Quelle est la place de René Girard dans le champ des sciences humaines ? S’agit-il vraiment d’un anthropologue ?
Oui, sauf si l’on refuse de reconnaître un chercheur à ses œuvres, comme on reconnaît un arbre à ses fruits. Certes, R. Girard n’est pas un ethnologue. Mais l’anthropologie ne se réduit pas à l’ethnologie. L’une vise à expliquer la diversité des cultures par des principes généraux et des invariants transculturels, l’autre à décrire et inventorier toutes les formes singulières qu’elles peuvent revêtir ici où là. Les anthropologues proprement dits ne sont d’ailleurs pas légion. Quatre, tout au plus, pour la France du siècle dernier : Claude Lévi-Strauss, André Leroi-Gourhan, Louis Dumont et R. Girard.

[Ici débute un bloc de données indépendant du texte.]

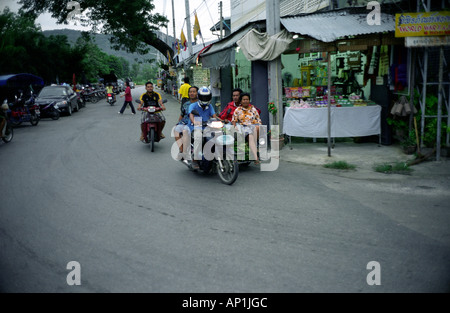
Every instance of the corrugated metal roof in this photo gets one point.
(329, 26)
(229, 41)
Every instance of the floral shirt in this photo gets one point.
(247, 116)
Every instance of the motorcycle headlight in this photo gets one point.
(215, 124)
(262, 141)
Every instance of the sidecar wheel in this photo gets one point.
(230, 171)
(9, 134)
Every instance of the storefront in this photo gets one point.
(332, 75)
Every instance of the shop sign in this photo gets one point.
(432, 41)
(422, 24)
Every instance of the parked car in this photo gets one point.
(64, 97)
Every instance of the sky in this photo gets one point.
(207, 12)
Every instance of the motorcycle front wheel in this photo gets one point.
(34, 119)
(152, 139)
(55, 115)
(9, 133)
(230, 171)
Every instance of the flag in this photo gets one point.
(197, 30)
(183, 40)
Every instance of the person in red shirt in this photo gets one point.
(227, 114)
(128, 99)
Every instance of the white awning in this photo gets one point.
(329, 26)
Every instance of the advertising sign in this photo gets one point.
(422, 24)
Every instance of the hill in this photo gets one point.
(103, 43)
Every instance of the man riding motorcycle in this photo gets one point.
(151, 98)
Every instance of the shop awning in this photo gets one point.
(261, 46)
(330, 26)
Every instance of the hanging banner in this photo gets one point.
(422, 24)
(432, 41)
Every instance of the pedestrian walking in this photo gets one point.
(128, 99)
(184, 91)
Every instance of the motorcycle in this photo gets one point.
(9, 132)
(111, 99)
(89, 95)
(50, 110)
(24, 111)
(152, 124)
(217, 155)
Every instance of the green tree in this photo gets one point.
(130, 23)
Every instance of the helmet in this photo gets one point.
(204, 95)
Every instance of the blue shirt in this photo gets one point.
(205, 114)
(185, 114)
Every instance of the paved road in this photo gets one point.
(84, 189)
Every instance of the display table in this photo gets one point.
(345, 122)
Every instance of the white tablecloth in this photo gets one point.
(345, 122)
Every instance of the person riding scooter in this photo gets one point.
(151, 98)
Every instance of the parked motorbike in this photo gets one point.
(9, 132)
(50, 110)
(152, 122)
(24, 111)
(89, 95)
(218, 152)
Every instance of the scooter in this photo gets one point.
(50, 110)
(151, 122)
(9, 131)
(217, 155)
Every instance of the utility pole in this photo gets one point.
(221, 19)
(188, 23)
(173, 22)
(274, 66)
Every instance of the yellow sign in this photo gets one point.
(422, 24)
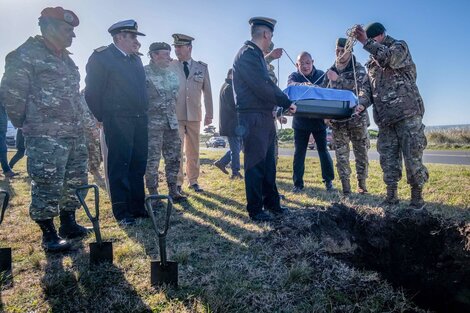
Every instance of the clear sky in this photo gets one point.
(437, 33)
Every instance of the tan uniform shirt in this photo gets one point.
(188, 104)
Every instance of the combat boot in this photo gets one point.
(417, 201)
(69, 228)
(392, 195)
(346, 186)
(361, 186)
(51, 242)
(175, 194)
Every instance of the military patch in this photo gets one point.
(100, 49)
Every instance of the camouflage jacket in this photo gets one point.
(391, 82)
(346, 81)
(40, 91)
(162, 88)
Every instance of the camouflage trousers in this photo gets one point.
(56, 166)
(92, 136)
(164, 141)
(404, 140)
(354, 131)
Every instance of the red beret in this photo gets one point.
(58, 13)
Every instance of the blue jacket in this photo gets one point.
(305, 123)
(115, 84)
(254, 90)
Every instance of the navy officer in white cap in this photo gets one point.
(256, 96)
(116, 94)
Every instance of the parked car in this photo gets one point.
(215, 142)
(11, 135)
(329, 140)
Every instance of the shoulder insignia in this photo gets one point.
(100, 49)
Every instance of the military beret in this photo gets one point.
(159, 46)
(127, 26)
(374, 29)
(341, 42)
(265, 21)
(182, 40)
(58, 13)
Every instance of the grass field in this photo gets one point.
(226, 262)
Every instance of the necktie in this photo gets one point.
(186, 69)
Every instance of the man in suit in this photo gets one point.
(116, 94)
(194, 82)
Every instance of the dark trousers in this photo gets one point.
(20, 148)
(127, 141)
(301, 138)
(260, 165)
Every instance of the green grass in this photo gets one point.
(226, 262)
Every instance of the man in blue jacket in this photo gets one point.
(307, 74)
(116, 94)
(256, 96)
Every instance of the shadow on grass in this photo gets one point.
(71, 285)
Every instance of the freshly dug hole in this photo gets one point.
(428, 256)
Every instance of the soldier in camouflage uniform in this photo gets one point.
(92, 136)
(354, 130)
(162, 88)
(398, 111)
(40, 90)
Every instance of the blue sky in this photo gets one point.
(437, 33)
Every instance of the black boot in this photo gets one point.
(69, 228)
(345, 184)
(417, 201)
(392, 195)
(50, 241)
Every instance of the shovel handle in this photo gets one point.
(169, 207)
(94, 219)
(162, 245)
(6, 200)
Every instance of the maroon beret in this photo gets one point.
(58, 13)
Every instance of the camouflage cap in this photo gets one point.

Or, La Violence et le Sacré (1972) est, sans conteste, un grand ouvrage d’anthropologie, au sens classique du terme. Il relance et renouvelle profondément la question du sacrifice, abandonnée pendant un demi-siècle par la recherche académique, en la reprenant d’un point de vue morphogénétique. Il tente de reconstituer la dynamique interne de la vie sociale et le processus même d’hominisation, de comprendre les conditions d’émergence de communautés stables, en mettant au jour les mécanismes qui leur permettent de réguler leurs facteurs internes de dissension. Il aboutit ainsi à une théorie générale de la culture qui réhabilite et renforce l’hypothèse de l’origine rituelle de la guerre, de la chasse et de la domestication. R. Girard donne une explication lumineuse de cette généalogie, passée de mode chez les ethnologues, mais redécouverte depuis peu par les archéologues.